Le Milliardaire serait l’un des plus mauvais films de George Cukor et l’un des moins brillants de la filmographie de Marilyn Monroe. Let’s Make Love, son titre original, sort sur les écrans en 1960. A l’affiche, Marilyn Monroe et Yves Montand. Ce dernier incarne Jean-Marc Clément, un milliardaire français, qui apprend qu’il sera la risée d’une nouvelle comédie musicale (éponyme du titre original du film). Curieux, il assiste à une répétition de la troupe de Broadway et tombe sous le charme de la principale interprète féminine, Amanda Dell. Alors que ses jambes, gainées de noir apparaissent à l’écran, avant son visage, elle chante : « My name is… Lolita… and uh… I’m not supposed to… play… with boys!/ I just adore his asking for more but my heart belongs to daddy » (paroles et musique de Cole Porter, le film est nominé aux Oscars en 1960 dans la catégorie Meilleure musique pour une comédie musicale). La comédienne le prend pour un acteur qui auditionne pour le rôle de Jean-Marc Clément. Le Milliardaire laisse faire et Amanda décide de le prendre sous son aile. Pour la conquérir, l’homme d’affaires tente de s’initier à l’art de divertir. Ses professeurs ne seront autres que Milton Berle pour l’humour, Bing Crosby pour le chant et Gene Kelly pour la danse. Ils jouent leurs propres rôles mais ne figurent pas au générique.

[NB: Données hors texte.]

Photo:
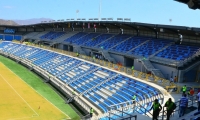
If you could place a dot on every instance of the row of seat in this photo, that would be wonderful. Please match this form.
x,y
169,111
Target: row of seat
x,y
131,45
108,87
52,35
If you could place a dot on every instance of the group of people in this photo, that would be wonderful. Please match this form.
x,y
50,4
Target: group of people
x,y
170,106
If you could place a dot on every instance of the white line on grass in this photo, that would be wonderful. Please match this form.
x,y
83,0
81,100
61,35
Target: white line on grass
x,y
38,92
19,95
22,118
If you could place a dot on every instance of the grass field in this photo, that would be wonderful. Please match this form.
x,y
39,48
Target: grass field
x,y
24,96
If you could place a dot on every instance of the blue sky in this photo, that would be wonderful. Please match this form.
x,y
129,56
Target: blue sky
x,y
145,11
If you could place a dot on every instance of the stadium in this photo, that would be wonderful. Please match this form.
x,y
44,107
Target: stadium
x,y
98,69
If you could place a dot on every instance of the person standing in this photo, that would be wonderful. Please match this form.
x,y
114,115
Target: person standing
x,y
156,109
170,107
91,112
183,105
175,79
198,96
171,79
134,98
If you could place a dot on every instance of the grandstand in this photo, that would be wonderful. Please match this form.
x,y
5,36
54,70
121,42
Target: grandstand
x,y
96,64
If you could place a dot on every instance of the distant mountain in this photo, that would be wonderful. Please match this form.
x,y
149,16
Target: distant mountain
x,y
31,21
7,22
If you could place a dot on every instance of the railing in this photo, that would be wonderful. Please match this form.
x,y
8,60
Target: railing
x,y
141,75
192,101
120,110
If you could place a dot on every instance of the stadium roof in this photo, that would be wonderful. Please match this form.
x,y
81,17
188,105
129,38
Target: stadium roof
x,y
191,31
193,4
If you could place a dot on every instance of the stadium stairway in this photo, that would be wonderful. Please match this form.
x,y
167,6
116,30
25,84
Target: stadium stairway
x,y
37,37
107,56
148,65
62,84
63,37
161,49
78,49
30,35
138,46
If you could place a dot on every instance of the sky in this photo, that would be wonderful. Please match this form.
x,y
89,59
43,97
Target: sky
x,y
144,11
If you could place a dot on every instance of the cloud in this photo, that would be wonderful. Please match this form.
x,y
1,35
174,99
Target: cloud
x,y
7,7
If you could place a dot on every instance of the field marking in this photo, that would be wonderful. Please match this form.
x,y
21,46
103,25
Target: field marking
x,y
22,118
19,95
38,92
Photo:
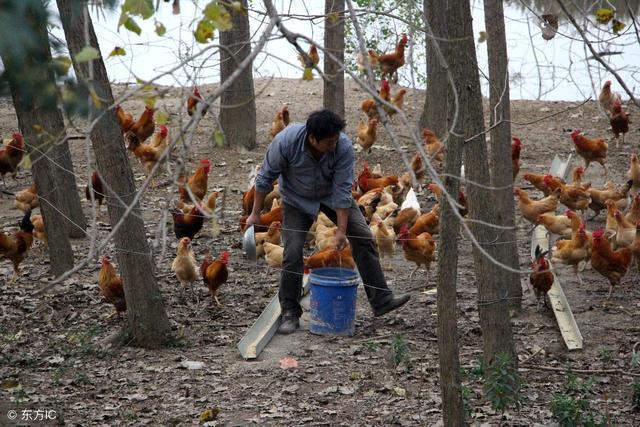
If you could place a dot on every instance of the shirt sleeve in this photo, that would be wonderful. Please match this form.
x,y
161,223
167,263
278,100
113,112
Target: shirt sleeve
x,y
341,197
272,166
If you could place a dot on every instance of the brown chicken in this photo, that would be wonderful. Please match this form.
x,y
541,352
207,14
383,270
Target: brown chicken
x,y
591,150
530,209
184,264
367,134
111,286
613,265
196,182
11,156
607,97
149,154
390,62
541,278
27,199
330,257
516,146
432,145
215,273
16,247
619,121
193,100
419,249
96,186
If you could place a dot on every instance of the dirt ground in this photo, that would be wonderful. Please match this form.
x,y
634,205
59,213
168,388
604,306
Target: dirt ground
x,y
54,353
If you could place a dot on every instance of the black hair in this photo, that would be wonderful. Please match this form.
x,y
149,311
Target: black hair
x,y
324,123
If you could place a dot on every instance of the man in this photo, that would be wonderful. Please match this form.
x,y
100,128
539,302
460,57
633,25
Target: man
x,y
315,163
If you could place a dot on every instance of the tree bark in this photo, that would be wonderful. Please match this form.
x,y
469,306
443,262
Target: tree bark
x,y
31,83
333,97
147,320
237,103
502,175
492,304
433,115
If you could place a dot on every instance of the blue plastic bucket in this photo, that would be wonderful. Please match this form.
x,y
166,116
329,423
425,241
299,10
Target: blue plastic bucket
x,y
333,301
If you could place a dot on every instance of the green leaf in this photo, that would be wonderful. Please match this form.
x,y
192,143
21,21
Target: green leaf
x,y
117,51
204,31
143,8
132,26
87,53
160,29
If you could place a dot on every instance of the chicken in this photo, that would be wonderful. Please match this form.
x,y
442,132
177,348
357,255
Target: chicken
x,y
390,62
613,265
384,237
193,100
187,225
607,97
215,273
367,133
27,199
197,182
330,257
516,146
591,150
11,156
372,57
541,278
95,186
150,153
530,209
573,252
619,121
273,254
273,236
16,247
419,249
556,224
111,286
279,124
142,129
432,145
634,173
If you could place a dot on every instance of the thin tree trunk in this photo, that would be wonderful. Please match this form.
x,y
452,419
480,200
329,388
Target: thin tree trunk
x,y
237,103
433,115
502,175
333,98
31,82
147,320
492,305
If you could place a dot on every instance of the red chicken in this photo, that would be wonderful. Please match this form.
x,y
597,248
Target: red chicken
x,y
215,273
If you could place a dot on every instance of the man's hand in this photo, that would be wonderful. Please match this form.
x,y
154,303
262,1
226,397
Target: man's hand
x,y
340,240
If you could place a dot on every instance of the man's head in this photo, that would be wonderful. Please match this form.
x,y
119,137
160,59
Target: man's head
x,y
323,129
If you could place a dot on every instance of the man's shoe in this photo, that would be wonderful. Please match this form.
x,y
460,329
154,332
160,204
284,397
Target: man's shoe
x,y
290,322
396,301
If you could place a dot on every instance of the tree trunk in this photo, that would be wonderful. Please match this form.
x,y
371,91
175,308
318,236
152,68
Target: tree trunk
x,y
433,115
32,83
502,175
333,97
237,103
492,304
147,320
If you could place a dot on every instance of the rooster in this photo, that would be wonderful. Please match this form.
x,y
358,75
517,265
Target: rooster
x,y
591,150
111,286
16,247
11,156
541,278
215,273
613,265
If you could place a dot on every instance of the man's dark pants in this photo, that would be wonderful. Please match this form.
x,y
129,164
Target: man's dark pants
x,y
295,226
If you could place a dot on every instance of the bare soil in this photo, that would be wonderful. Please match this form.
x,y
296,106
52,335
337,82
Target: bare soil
x,y
54,351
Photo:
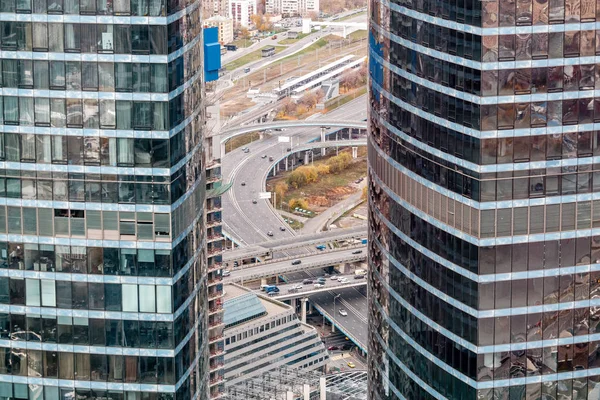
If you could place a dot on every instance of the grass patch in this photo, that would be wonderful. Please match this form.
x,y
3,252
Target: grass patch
x,y
242,43
295,225
292,41
343,99
250,57
241,140
326,183
313,47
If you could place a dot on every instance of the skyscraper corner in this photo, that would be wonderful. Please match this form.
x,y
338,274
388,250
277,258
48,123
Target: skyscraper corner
x,y
103,264
484,244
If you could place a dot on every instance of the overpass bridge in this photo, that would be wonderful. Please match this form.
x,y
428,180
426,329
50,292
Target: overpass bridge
x,y
267,249
227,134
277,267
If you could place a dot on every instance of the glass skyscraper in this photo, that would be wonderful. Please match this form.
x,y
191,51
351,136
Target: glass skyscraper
x,y
103,273
484,198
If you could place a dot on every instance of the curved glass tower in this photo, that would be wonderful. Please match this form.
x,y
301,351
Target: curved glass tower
x,y
103,278
484,199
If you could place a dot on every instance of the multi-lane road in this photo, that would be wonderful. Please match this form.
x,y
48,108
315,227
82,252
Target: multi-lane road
x,y
249,221
272,268
292,49
354,302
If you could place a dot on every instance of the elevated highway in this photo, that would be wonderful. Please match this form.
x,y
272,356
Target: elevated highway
x,y
227,134
276,267
268,248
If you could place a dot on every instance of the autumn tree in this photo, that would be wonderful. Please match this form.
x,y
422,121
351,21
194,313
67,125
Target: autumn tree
x,y
296,179
262,22
280,190
300,203
322,169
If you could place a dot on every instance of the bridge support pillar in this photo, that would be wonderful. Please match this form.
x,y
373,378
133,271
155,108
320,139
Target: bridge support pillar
x,y
303,310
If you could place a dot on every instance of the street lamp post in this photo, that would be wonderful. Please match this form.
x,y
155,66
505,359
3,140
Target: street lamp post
x,y
333,317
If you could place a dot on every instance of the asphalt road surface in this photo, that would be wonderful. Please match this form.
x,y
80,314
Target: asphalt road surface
x,y
354,302
251,222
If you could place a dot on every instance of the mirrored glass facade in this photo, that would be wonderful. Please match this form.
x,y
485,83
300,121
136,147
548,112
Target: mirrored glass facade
x,y
103,272
484,199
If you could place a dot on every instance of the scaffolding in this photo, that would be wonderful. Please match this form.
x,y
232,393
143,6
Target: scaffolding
x,y
277,385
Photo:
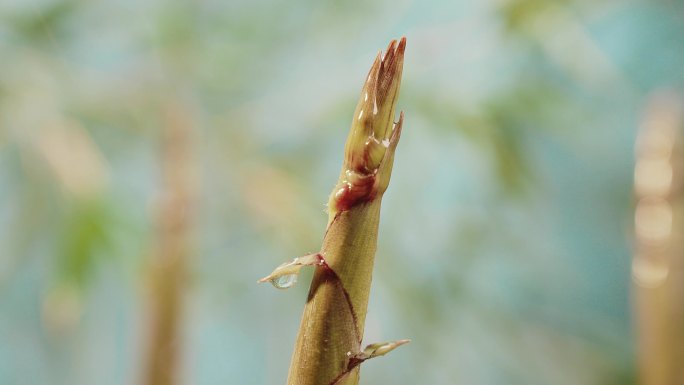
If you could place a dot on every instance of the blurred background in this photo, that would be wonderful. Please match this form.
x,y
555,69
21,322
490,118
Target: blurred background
x,y
157,158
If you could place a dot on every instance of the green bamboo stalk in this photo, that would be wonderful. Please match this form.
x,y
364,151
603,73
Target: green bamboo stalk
x,y
328,348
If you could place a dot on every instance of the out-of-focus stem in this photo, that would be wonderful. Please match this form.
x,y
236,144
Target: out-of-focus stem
x,y
168,269
658,265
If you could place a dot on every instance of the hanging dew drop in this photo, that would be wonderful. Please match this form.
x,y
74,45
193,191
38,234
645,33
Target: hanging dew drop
x,y
285,281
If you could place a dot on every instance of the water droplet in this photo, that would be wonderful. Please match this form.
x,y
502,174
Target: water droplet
x,y
285,281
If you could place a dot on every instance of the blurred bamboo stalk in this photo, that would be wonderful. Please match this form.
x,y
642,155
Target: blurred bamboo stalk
x,y
658,264
169,264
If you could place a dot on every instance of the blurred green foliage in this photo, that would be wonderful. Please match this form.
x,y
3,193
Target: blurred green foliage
x,y
503,251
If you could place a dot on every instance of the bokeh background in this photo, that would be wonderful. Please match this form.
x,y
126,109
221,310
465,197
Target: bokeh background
x,y
211,132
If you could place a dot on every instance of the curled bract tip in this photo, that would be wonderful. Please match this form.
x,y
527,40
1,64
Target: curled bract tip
x,y
369,151
285,276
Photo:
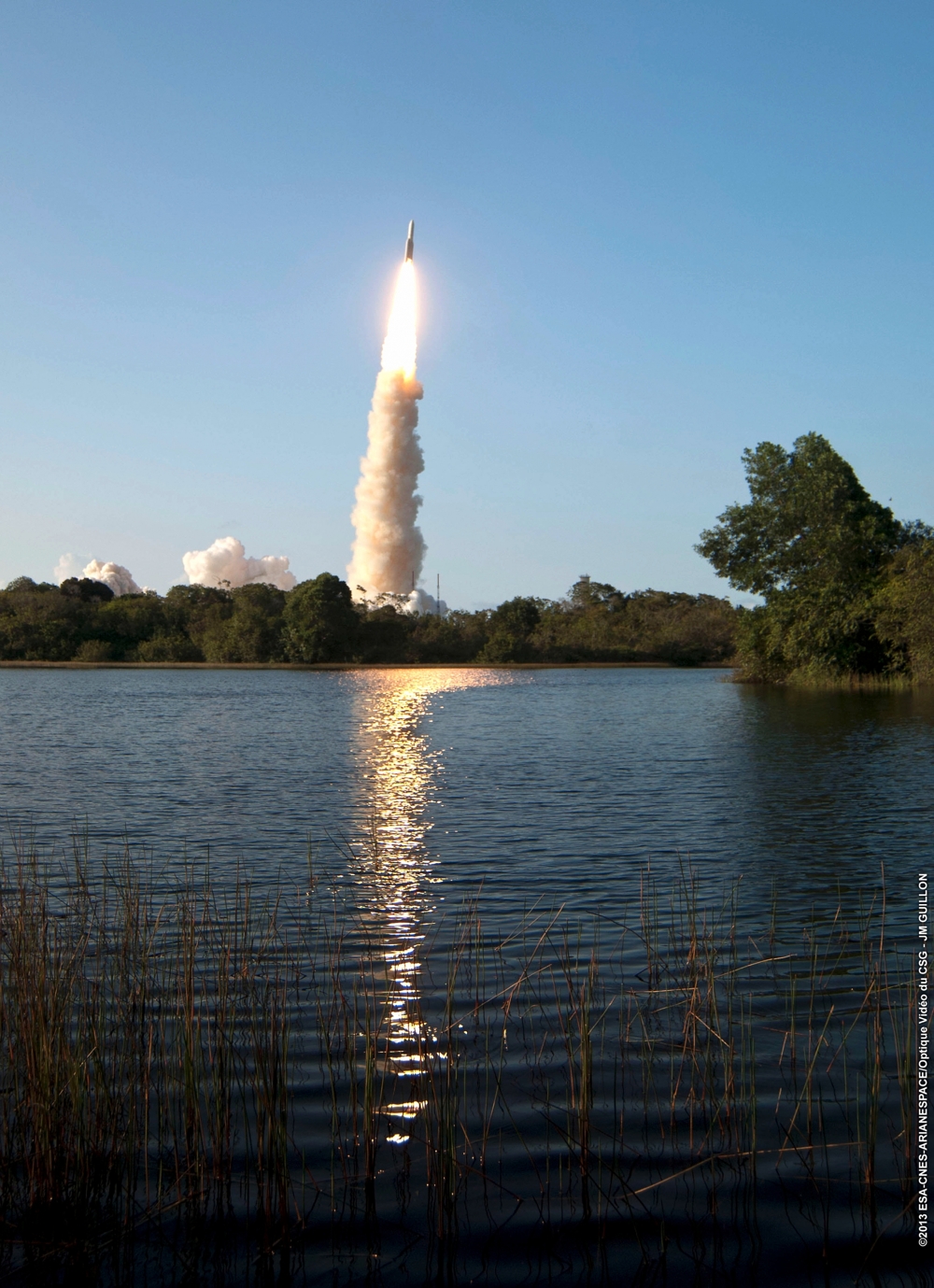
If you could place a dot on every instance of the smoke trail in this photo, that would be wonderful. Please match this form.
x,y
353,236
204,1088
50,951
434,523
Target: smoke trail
x,y
119,578
389,550
226,563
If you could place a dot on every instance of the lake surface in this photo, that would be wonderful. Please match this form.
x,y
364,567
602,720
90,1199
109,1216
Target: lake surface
x,y
546,795
558,785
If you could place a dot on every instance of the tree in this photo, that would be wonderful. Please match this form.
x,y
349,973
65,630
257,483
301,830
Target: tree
x,y
321,624
510,628
904,609
814,543
87,588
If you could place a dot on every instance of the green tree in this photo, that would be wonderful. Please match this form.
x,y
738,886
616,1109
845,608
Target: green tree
x,y
904,609
814,544
250,631
384,634
321,622
510,629
39,624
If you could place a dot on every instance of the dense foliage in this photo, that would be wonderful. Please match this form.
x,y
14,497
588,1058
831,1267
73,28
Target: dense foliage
x,y
846,587
318,622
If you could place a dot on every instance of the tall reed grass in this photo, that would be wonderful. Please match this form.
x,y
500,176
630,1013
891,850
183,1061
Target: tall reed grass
x,y
180,1053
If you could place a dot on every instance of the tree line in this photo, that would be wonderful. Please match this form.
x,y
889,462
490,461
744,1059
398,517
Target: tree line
x,y
846,587
318,621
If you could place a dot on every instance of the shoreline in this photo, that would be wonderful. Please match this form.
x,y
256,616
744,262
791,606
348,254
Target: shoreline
x,y
360,666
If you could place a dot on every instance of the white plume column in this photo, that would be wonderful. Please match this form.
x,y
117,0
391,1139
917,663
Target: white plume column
x,y
389,550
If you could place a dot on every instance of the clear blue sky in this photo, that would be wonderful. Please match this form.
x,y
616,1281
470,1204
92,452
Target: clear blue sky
x,y
648,234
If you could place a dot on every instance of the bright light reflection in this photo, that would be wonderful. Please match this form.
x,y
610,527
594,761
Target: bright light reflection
x,y
401,775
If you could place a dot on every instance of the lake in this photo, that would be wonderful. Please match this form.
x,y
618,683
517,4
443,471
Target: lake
x,y
560,782
672,960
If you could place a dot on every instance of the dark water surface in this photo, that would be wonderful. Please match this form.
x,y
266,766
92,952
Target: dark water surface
x,y
562,782
719,1076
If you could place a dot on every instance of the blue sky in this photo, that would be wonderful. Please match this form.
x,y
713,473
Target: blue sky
x,y
648,236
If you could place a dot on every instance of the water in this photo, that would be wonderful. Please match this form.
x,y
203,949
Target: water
x,y
559,784
544,794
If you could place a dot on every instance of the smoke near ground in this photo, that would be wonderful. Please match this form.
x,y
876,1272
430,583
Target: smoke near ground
x,y
389,550
119,578
226,563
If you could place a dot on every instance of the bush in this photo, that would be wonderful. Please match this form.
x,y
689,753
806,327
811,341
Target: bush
x,y
321,624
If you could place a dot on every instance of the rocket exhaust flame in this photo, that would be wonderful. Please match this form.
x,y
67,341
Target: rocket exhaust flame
x,y
389,550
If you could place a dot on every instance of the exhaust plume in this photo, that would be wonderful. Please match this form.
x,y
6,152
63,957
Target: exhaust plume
x,y
388,551
227,563
119,578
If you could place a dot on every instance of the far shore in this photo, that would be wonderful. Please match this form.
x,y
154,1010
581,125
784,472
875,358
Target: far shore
x,y
361,666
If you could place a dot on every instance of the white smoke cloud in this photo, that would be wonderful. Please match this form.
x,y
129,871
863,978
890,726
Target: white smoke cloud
x,y
226,561
389,549
68,566
119,578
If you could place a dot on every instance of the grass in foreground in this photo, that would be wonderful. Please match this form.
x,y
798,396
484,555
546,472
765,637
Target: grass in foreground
x,y
193,1070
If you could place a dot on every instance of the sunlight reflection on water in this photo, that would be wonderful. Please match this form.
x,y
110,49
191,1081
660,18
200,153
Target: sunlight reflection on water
x,y
398,781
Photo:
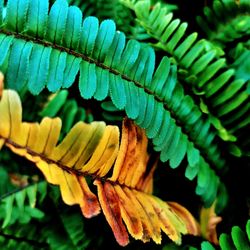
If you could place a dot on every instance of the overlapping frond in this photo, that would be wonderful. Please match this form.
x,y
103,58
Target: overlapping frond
x,y
239,239
226,21
67,109
20,205
206,73
53,50
121,173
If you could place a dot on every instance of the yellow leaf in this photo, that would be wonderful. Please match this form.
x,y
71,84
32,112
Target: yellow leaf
x,y
95,150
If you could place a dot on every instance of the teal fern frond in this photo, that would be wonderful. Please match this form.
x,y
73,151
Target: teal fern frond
x,y
226,21
67,109
57,49
201,67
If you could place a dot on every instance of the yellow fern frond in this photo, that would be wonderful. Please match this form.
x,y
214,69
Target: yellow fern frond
x,y
124,187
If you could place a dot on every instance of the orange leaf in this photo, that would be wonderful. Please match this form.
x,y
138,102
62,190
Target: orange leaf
x,y
111,208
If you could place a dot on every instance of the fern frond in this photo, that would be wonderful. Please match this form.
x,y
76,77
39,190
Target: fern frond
x,y
91,150
200,67
238,239
20,204
51,53
67,109
226,21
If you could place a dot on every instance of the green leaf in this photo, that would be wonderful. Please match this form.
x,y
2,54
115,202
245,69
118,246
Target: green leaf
x,y
39,68
14,21
8,210
57,21
53,106
37,18
87,84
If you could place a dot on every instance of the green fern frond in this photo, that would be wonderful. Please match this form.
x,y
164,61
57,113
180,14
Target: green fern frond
x,y
226,21
238,239
67,109
200,67
51,50
19,205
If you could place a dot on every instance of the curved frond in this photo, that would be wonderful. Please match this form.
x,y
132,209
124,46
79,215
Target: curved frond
x,y
238,238
201,67
57,48
226,21
121,174
20,205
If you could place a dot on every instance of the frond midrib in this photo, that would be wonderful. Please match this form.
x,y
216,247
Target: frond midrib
x,y
115,72
65,167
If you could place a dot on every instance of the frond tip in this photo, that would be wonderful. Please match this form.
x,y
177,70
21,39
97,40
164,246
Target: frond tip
x,y
120,172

Toute l’intrigue du Milliardaire est construite autour d’un quiproquo dont la levée marque le dénouement du film. La situation est déstabilisante de par sa nature et de par ses implications pour le héros masculin. Jean-Marc Clément est dérouté par les codes de cette industrie dont il ne connaît pas les règles malgré tous les enseignements qu’il reçoit. L’amour le fragilise. Cukor multiplie les gros plans sur le visage de Montand pour montrer combien son personnage est désœuvré dans cet univers, en dépit de la stratégie pour le conquérir, et à travers lui l’amour d’une femme. Et quelle femme ! Marilyn Monroe est sexy. Ses tenues de scène : justaucorps et robes moulants, corsets et autres légèretés la mettent divinement en valeur.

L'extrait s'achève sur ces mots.